Nintendo

Cotton Reboot (Switch)

Cotton-Reboot_Screenshot-01

“Reboot” isn’t the word, rather remake, and a better game than the original at that. Cotton’s longstanding history concerns a broom-riding, candy-obsessed girl out not to save the world so much as eat the candy saving the world produces. In that, Cotton Reboot takes the series’ first game and brings a glossy, attractive, wild veneer than represents the character’s zaniness.

Where the original Cotton (also offered as a bonus) seems sedate – but charming – this remake amplifies the imagery. It’s frantic, firing gargantuan bullets across the screen in a non-stop stream, and glowing enemies meeting their end on the other side. To say Cotton herself enjoys confectioneries (known as Willow) understates her obsession. Cotton, as it originally was, doesn’t convey Cotton’s urgency. Cotton Reboot blitzes through levels as if she’s unleashing her entire wrath on this underworld populace.

The joke is Cotton never actually gets her Willow. Like Charlie Brown trying to kick a football, something inevitably swipes the sugary treats from her grasp. She saves the world; she doesn’t care.

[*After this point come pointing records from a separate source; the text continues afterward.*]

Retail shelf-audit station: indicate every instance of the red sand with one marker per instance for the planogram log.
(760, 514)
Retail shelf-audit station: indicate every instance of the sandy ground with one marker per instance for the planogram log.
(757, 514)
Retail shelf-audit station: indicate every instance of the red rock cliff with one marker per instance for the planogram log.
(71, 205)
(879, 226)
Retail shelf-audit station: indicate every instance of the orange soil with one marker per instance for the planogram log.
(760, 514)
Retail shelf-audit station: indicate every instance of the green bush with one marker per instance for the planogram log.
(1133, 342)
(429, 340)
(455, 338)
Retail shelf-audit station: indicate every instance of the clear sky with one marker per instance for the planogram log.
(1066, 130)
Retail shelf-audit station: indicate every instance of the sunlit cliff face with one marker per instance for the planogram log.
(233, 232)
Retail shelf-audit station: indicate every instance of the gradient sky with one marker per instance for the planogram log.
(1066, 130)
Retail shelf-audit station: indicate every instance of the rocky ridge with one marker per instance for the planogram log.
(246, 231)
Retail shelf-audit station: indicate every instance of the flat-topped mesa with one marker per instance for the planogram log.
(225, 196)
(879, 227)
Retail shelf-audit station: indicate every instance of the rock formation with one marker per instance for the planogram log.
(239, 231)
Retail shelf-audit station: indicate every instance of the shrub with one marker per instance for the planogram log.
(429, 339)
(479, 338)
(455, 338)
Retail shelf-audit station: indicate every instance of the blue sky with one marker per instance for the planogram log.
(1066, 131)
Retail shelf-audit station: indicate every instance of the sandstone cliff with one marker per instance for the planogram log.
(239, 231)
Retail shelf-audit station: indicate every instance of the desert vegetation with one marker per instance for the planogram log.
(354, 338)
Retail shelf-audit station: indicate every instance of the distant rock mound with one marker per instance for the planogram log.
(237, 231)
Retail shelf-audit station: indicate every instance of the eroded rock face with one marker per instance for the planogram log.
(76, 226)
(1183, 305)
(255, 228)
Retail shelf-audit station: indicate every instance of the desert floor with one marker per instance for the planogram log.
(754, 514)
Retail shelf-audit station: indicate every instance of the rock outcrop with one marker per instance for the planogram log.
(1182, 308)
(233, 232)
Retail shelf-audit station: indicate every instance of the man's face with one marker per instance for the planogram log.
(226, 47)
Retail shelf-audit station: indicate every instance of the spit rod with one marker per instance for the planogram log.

Think Kirby: A cute pink puffball capable of inhaling entire hordes of enemies, smiling as he goes. Cotton controls an entire personal armada without a care as to the death she causes.

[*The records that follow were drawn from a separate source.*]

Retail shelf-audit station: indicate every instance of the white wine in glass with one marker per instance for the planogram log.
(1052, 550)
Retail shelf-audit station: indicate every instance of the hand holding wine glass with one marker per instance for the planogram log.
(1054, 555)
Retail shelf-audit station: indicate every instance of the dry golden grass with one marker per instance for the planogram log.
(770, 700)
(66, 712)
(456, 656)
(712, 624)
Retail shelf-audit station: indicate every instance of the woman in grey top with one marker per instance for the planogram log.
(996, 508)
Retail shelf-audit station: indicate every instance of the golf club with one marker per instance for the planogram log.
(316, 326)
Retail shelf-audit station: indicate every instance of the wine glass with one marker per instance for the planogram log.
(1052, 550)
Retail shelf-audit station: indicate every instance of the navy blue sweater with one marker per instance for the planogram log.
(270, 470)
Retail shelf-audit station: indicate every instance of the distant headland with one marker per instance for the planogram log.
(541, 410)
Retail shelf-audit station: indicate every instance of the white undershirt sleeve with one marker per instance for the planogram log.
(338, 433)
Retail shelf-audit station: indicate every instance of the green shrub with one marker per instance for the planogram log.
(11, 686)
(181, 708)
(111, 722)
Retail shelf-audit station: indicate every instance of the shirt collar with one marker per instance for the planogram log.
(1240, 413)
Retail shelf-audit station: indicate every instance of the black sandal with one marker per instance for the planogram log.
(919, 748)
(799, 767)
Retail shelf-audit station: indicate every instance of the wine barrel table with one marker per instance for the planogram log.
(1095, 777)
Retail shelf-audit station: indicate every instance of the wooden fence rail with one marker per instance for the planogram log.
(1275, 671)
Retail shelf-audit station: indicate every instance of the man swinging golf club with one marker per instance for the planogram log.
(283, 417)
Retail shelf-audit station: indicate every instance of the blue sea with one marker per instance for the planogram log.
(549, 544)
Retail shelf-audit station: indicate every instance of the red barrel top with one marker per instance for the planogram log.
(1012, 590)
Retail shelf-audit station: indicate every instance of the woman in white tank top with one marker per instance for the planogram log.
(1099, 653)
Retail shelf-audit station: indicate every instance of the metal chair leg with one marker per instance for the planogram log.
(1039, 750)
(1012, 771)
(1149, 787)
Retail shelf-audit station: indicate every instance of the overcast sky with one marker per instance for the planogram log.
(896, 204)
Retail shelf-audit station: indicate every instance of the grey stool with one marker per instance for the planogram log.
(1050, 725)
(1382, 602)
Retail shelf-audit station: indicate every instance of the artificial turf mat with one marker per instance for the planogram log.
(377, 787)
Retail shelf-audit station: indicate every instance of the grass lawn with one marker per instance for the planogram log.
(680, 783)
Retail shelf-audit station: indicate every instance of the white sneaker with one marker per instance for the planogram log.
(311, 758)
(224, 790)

Cotton Reboot offers high-grade difficulty options, but there’s a certain serenity in representing Cotton’s fury as a nigh-invincible blitzkrieg on the easiest settings. Cotton is a monster, whose power is driven entirely by want, a spoiled child who so happens to have the ability to get their treats. For her, she’s too cranky to care about the world, only herself, and the heroics happen accidentally. The genre, purely Japanese in origin, is so often about ace pilots eradicating aliens, it’s still refreshing to play as a brat, and Cotton Reboot is the best kind of tantrum.